DeepVariant addresses one of precision medicine’s outstanding challenges by improving the accuracy of high-throughput sequencing which generates “just 100 of the 3 billion paired bases, and per-base error rates range from 0.1-10 percent,” DePristo and Poplin noted, adding that those paired bases are organized into 23 pairs of chromosomes.
To build DeepVariant, the Google Brain team started with reference genomes from the Genome in a Bottle Consortium to create tens of millions of examples for encoding high-throughput sequencing data. The next step was training a Google TensorFlow classification model to distinguish between the true genome and the experimental data, DePristo and Poplin said.

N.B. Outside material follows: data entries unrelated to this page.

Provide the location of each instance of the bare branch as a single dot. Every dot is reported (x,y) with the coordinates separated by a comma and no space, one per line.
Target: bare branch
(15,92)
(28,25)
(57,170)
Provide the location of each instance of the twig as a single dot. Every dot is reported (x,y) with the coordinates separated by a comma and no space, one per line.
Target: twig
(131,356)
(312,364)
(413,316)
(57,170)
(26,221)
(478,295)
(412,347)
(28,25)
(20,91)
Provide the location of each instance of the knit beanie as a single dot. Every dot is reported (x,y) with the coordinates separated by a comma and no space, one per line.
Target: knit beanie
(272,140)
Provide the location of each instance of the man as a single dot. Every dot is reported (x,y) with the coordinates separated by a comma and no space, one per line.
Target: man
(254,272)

They added that DeepVariant won the highest accuracy rate in the FDA’s precisionFDA Truth Challenge in 2016 and, since then, Google has cut the tool’s error rate by more than 50 percent.
Microsoft, for its part, launched a new U.K-based unit focusing on AI for healthcare in September of 2017 after aligning with UPMC in a strategic partnership to advance artificial intelligence and released new products including HealthVault Insights, Microsoft Genomics, a chatbot and Project InnerEye for radiotherapy.
IBM Watson has been focusing on healthcare AI since its 2015 acquisitions of both Phytel and Explorys and has added Watson for Genomics and Watson for Oncology to the supercomputer’s portfolio.
Google said DeepVariant is part of its overarching goal to apply its technologies to healthcare and other scientific disciplines and ultimately make the tools and data accessible to a wide range of people.
“DeepVariant is the first of what we hope will be many contributions that leverage Googles computing infrastructure and machine learning to both better understand the genome and to provide deep learning-based genomics tools to the community,” DePristo and Poplin said.